The Court of Appeals for the Federal Circuit affirmed a summary judgment for invalidity due to indefiniteness under Section 112 ¶ 2 because patentee’s apparatus claim included a method step. Rembrandt Data Tech. LP v. AOL, LLC, Case No. 2010-1002 (Fed. Cir. April 18, 2011) (available here).

Patentee Rembrandt’s apparatus claim covered a data transmitting device or modem using a data processing algorithm but the apparatus claim ended with an element “transmitting the trellis encoded frames” which did not include the Section 112 ¶ 6 prefatory “means for” language. Rembrandt argued that the court should amend or construe the “transmitting” claim limitation to be a “transmitter section for” which, if approved, would bring the claim limitation within the scope of the statutory “means plus function” provisions of 35 U.S.C. § 112 ¶ 6. The Federal Circuit, in affirming the trial court’s finding of invalidity due to claim indefiniteness under § 112, rejected Rembrandt’s claim revision argument and “held that ‘reciting both an apparatus and a method of using that apparatus renders a claim indefinite under Section 112, paragraph 2.’” Rembrandt, slip opn. pg. 15, citing IPXL Holdings, L.L.C. v. Amazon.com, Inc., 430 F.3d 1377, 1384 (Fed. Cir. 2005) and Ex parte Lyell, 17 U.S.P.Q.2d 1548 (B.P.A.I. 1990).

The Patent Statute permits a patentee to use “functional method” language in an apparatus or system claim to cover structural items performing the function if those items are adequately described in the patent specification. “An element in a claim for a combination may be expressed as a means or step for performing a specified function without the recital of structure, material, or acts in support thereof, and such claim shall be construed to cover the corresponding structure, material, or acts described in the specification and equivalents thereof.” 35 U.S.C. § 112 ¶ 6.

In general, Rembrandt’s claim covered a modem. A modem is “a communications device that enables a computer to transmit information over a standard telephone line.” The ’236 patent, entitled “Fractional Rate Modem with Trellis,” describes a modem utilizing both the “fractional rate encoding” technique for more rapidly transferring data and the “trellis encoding” technique for reducing errors in data transmission. (patent available here).

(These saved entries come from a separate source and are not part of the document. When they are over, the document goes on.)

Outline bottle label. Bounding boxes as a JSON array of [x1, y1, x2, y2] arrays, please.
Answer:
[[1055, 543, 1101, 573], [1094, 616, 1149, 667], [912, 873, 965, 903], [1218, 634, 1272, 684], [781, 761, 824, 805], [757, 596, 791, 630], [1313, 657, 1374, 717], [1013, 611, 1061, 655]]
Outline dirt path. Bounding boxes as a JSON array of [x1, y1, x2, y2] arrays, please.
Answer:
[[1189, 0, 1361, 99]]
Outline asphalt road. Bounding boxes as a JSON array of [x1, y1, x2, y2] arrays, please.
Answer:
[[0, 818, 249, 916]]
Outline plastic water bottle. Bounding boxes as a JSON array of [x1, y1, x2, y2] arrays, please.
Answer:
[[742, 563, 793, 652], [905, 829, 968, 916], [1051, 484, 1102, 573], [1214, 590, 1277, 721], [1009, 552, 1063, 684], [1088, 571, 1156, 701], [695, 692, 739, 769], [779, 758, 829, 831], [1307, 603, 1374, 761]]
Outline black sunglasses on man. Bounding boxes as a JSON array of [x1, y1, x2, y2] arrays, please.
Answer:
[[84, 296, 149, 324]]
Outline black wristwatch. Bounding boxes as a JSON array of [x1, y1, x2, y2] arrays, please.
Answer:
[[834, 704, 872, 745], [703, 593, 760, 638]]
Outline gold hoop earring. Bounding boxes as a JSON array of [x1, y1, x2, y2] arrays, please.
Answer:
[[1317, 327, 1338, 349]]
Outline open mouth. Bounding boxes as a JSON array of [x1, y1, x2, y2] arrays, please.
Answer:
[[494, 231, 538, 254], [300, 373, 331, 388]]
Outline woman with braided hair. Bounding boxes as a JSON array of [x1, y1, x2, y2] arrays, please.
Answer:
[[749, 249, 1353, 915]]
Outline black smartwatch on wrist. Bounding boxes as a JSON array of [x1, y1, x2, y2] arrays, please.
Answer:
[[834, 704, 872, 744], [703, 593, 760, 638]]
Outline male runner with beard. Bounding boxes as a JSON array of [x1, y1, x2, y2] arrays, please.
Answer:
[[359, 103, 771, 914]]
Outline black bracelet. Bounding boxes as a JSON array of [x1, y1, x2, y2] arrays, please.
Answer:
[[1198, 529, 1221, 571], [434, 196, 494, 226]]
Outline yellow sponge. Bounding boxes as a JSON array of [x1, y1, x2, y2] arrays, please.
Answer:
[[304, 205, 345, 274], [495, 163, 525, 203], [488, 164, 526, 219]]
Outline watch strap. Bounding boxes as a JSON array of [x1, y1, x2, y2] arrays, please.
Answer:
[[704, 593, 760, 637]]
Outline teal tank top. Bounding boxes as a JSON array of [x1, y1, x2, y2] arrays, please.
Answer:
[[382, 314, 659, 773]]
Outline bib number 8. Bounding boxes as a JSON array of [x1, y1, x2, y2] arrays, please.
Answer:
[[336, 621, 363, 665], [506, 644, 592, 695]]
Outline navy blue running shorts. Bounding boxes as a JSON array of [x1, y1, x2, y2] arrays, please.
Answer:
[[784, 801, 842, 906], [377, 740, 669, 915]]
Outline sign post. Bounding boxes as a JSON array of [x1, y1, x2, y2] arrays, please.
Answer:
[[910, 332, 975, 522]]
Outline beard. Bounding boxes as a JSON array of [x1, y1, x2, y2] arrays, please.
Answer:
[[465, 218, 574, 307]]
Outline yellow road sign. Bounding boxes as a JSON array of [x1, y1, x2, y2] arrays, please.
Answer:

The Court’s attention was directed to claim 3. The first four elements of claim 3 of the ’236 patent recite apparatus elements: buffer means, fractional encoding means, second buffer means, and trellis encoding means. The final element is a method: “transmitting the trellis encoded frames.” Claim 3 of the ’236 patent reads:

3. A data transmitting device for transmitting signals corresponding to an incoming stream of bits, comprising: first buffer means for partitioning said stream into frames of unequal number of bits and for separating the bits of each frame into a first group and a second group of bits; fractional encoding means for receiving the first group of bits of each frame and performing fractional encoding to generate a group of fractionally encoded bits; second buffer means for combining said second group of bits with said group of fractionally encoded bits to form frames of equal number of bits; trellis encoding means for trellis encoding the frames from said second buffer means; and transmitting the trellis encoded frames.

’236 patent col.6 ll.1-24, (emphasis added).